# What battery for Pentax SP1000?



## artlady

I'm new here and am trying to find the answer to a question.  I have an old Pentax SP1000 that needs a battery.  I can't remember where I put my manual is and want to fool around with the camera again after not having used it in a VERY long time.  Does anyone know what type of battery this camera takes?  I would greatly appreciate an answer.


----------



## elemental

I briefly owned an SP1000 (it was an eBay purchase, arrived in possibly the worst shape I've ever seen for a working camera, and ended up being such an expensive hassle to return that I'm a KEH man now), and I had to do a little research to figure the battery thing out. They were originally designed around mercury cell batteries, which are no longer available for fairly obvious reasons. There's no simple replacement, but you have a few options that either work fairly well with minimal effort or will be spot-on with some work on your end. This article covers it pretty well.

If I were you, I think I'd go with the 387S/E387S/395S watch battery option. Even if your meter ends up 1/3 EV off, with the exposure latitude of negative film it's a non-issue.

It's nice to see other photographers playing with old gear again. I just sold my digital SLR, and now my only (working) cameras are my Pentax (K1000) and Ricoh (KR-5 Super II, KR-10) K-mount cameras. I'll probably replace the digital down the line, but I'm having a lot more fun with the vintage stuff for the time being. This reminded me how much I want a Spotmatic- have fun with yours!


----------



## elemental

Upon further research, it turns out my eBay nightmare was an SP II. I really did like it- it made my rock-solid K1000 feel like something from Canon's Digital Rebel line. It must've weighed five pounds with the 50/1.4.


----------



## Phranquey

Here is your manual...

http://www.cameramanuals.org/pentax_pdf/pentax_sp1000.pdf


In it, it shows the px-400 as a replacement, but google the px-400, and it is shown as discontinued.  Elemental was correct....the Energizer E387s is listed as an exact fit...

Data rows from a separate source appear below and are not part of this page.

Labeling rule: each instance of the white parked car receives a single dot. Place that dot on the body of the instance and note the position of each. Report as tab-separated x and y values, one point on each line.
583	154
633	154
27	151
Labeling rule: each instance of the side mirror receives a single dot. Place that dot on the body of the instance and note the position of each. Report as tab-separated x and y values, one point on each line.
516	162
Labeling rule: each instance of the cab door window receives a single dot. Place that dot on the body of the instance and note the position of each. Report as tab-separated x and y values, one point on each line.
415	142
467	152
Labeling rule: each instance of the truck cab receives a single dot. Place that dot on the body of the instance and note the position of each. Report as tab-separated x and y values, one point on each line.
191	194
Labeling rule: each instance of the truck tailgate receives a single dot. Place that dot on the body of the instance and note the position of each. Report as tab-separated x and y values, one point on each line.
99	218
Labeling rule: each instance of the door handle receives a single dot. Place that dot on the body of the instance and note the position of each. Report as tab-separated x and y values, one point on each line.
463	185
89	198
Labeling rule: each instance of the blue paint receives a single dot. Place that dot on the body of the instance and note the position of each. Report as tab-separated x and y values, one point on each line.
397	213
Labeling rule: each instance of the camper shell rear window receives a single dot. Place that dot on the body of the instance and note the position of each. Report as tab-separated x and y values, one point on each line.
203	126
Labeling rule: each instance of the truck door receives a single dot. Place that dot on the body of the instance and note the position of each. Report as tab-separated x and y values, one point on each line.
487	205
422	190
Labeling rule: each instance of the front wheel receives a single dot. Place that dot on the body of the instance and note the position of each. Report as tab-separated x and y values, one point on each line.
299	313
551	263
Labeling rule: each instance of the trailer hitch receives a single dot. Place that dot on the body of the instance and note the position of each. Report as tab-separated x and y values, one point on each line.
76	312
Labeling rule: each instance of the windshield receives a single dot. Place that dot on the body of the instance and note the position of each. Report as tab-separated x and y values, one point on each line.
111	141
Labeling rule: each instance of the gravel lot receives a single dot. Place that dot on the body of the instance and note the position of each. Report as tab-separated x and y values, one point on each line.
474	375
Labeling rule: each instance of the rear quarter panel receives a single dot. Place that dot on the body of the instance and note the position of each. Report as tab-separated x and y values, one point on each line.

Photoethnography.com - Classic Cameras


----------



## artlady

Thank you all for responding.  I'll look for batteries next time I'm out.  I appreciate the manual reference.  Now I won't have to dig around trying to find mine.


----------



## usayit

You will have a difficult time finding batteries just anywhere... the originals are mercury batteries that are banned in the US and in most countries around the world.  There are replacements alkaline versions that are slightly off voltage wise... which will slightly skew the light meter. 

For Pentax collectors, photobattery is a very popular place to source the batteries.  Remember, the SP1000 doesn't require the battery for anything but the meter.  Many (including me) often shoot without a battery and simply use a handheld meter.

PhotoBattery.com Home Page

Wein Cell batteries are more accurate BUT they don't last long.  IIRC, someone told me they start to loose capacity the minute they are exposed to air.


----------



## artlady

I'll check out the photobattery website.  I have looked at 2 Radio Shacks for a recommended substitute and both were out of stock.  I don't have a handheld meter and don't want to guess at the exposure since I've been out of practice for so long.  I appreciate all your help.  Bought my first rolls of film in a long time yesterday.


----------